What is that brilliant yellow orb up yonder? Could it be the sun? Well, we’ve weathered three plus weeks of wicked storms, torrential downpours and horrible humidity, and today – finally we got a well-deserved respite. How refreshing it was to step outside to the cool instead of clammy air. It made me feel invigorated instead of dragged down. I was so revitalized that in two hours’ time I got in a walk, took the car for a much-needed spin and re-energized my roses and perennials with some Miracle Gro. At least the fertilizer won’t get scorched by the sun or washed off by the rain for a few days, so they will reap the benefit. I’m relieved to find no black spot issues on my roses despite all that rain, but the humidity has caused some powdery mildew on one of the lilac trees. Hopefully all this dry heat will help the tree without resorting to chemicals. The same thing happened in 2010 and it recovered without treatment. I was ecstatic to see my Daisies have all emerged and really spread out since last year. My Coneflowers and Black-eyed Susans’ petals are just starting to unfurl. I miss my three Butterfly Bushes which suddenly bit the dust this past Spring. The bushes grew like weeds and were so hardy and welcomed a variety of beautiful butterflies as they alighted on the long and delicate blooms and savored the nectar. Perhaps the butterflies will continue to visit the Coneflowers since my butterfly books suggest they are attracted to pink and purple blooms.

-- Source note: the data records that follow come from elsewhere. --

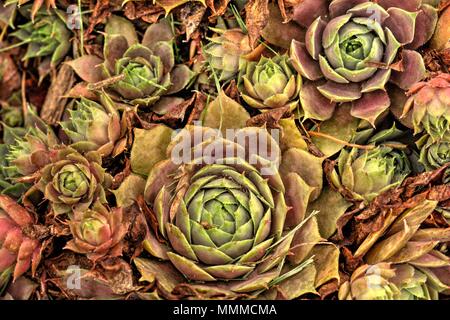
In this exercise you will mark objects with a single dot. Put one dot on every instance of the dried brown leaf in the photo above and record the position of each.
(257, 13)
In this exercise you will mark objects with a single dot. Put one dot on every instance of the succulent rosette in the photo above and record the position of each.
(352, 49)
(93, 126)
(404, 257)
(135, 73)
(367, 172)
(47, 37)
(224, 52)
(384, 281)
(429, 106)
(73, 182)
(270, 83)
(18, 251)
(433, 154)
(24, 153)
(230, 218)
(97, 232)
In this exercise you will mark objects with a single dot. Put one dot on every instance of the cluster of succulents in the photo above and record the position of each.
(213, 150)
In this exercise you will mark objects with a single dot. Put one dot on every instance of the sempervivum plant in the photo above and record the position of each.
(384, 281)
(270, 83)
(94, 127)
(224, 52)
(429, 103)
(433, 154)
(418, 269)
(136, 73)
(37, 4)
(97, 232)
(354, 47)
(228, 216)
(24, 153)
(18, 250)
(74, 181)
(368, 172)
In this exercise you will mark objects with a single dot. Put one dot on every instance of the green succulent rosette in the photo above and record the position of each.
(235, 221)
(93, 126)
(270, 83)
(72, 182)
(405, 258)
(433, 154)
(351, 49)
(367, 172)
(224, 52)
(23, 153)
(133, 73)
(428, 106)
(98, 232)
(47, 36)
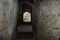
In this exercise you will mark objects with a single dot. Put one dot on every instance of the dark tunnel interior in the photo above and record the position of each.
(23, 28)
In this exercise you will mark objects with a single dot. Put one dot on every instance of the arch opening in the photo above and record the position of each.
(26, 16)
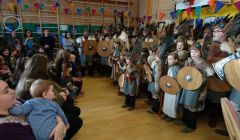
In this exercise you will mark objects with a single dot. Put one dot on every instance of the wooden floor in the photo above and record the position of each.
(104, 119)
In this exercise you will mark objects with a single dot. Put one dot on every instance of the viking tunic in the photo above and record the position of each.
(170, 103)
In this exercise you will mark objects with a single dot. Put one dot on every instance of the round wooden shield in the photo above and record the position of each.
(169, 85)
(103, 49)
(148, 73)
(218, 85)
(110, 61)
(121, 80)
(147, 44)
(89, 47)
(189, 78)
(232, 73)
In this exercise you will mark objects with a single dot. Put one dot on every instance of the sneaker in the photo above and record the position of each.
(179, 122)
(187, 130)
(222, 132)
(130, 108)
(169, 119)
(212, 123)
(124, 106)
(163, 116)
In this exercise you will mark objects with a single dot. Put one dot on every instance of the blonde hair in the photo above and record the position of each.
(38, 87)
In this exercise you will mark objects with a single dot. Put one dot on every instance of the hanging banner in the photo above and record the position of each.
(185, 5)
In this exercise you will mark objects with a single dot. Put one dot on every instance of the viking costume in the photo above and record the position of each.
(130, 86)
(193, 100)
(170, 103)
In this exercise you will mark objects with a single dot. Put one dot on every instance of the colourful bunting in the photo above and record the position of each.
(161, 15)
(11, 6)
(19, 2)
(25, 7)
(219, 5)
(191, 2)
(198, 11)
(79, 10)
(149, 18)
(178, 13)
(53, 8)
(173, 14)
(93, 11)
(237, 5)
(37, 5)
(101, 10)
(66, 10)
(56, 5)
(188, 10)
(88, 8)
(211, 3)
(42, 6)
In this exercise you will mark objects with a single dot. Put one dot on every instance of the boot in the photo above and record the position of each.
(83, 71)
(132, 103)
(127, 101)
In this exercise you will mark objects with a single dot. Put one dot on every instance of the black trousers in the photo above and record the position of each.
(72, 113)
(75, 123)
(189, 118)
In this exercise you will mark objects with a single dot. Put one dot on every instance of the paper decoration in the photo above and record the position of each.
(178, 13)
(25, 7)
(11, 6)
(88, 8)
(93, 11)
(237, 5)
(219, 5)
(66, 10)
(79, 10)
(191, 2)
(173, 14)
(188, 10)
(198, 11)
(53, 8)
(101, 10)
(56, 5)
(211, 3)
(37, 5)
(149, 18)
(19, 2)
(129, 13)
(42, 6)
(161, 15)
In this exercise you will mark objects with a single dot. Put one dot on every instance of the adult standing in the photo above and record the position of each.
(47, 42)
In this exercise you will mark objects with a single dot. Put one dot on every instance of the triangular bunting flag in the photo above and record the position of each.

I enjoyed my trek so much this morning but other duties called, so a longer walk will be on tomorrow’s agenda. Weather woes have left many gardeners’ annuals very waterlogged and a little bedraggled looking, but the perennials do not look any worse for the wear. I passed some very tall Tiger Lilies that were toppling over and they fairly roared when I walked past the garden, all ablaze in orange, and which ran the entire length of a corner lot. The mushrooms in Ford Park that I mentioned before have tripled in diameter and I swear one was the size of a dinner plate. So now you know the origin of the description to have “mushroomed”. I am surprised that the birds are not pecking at such a humungous fungus, which was rather striking looking with the dew drops poised perfectly on its flawless cap. I saw several birds splashing and frolicking in an early morning bath thanks to huge, deep puddles in the street. I really miss my birdbaths – I had two large, one medium and a small birdbath which attracted every bird imaginable and I topped it off several times a day. I stopped offering water to the birds when the rodent infestation began and it breaks my heart in the hot weather to think of my birdbaths just reposing in my garage. At least all the rain has allowed crevices, nooks and crannies to provide natural receptacles for the birds to drink and bathe. The budding chalk artists are now rejoicing since they finally can take their talents to the sidewalks again without worrying about the rain washing their handiwork away.
I for one am grateful that we have left this volatile weather behind for awhile. I held my breath each day when the rumbling began and torrential downpours quickly followed. Each day this week was predicted to be worse than the last, and two times I momentarily lost my power. At work, our office was one of many that lost juice following Tuesday’s storms and then a subsequent transformer problem thwarted any efforts to quickly restore the power. There had been brownout conditions all day yesterday, then it went kaput in late afternoon. This is problematic at our complex where access to the parking garage, building and the individual suites can only be done via swipe pass. After a power outage, the passes become virtually useless and the suites cannot be electronically locked and must remain open with buzzers and alarms incessantly shrieking until the power is fully restored. This syndrome happened during the big grid outage on August 14, 2003. We were in the suite on that wicked hot day and suddenly the power was gone. Of course, the first thing to worry and wonder about was terrorism since our building was right next to the Detroit River. We had radios but no electricity to turn them on and after this occasion I always ensured I had a battery-operated radio in my desk drawer. We left the suite post haste and luckily only had to go down three flights of stairs to reach the street level. However, no one knew what was going on, and naturally, as panic set in, people streamed out of the building, not in an orderly fashion as fire drills or emergency preparedness events had suggested to exit. A little pandemonium ensued, but everyone was out in a fairly short amount of time. Luckily it was the end of the business day so the crowd quickly dispersed once they got to the street. As soon as the car radio was turned on, the truth was revealed about the massive power outage and not an act of terrorism or something else just as tragic – what a sense of relief that was! I hope to never have to go through an ordeal like that again in my lifetime.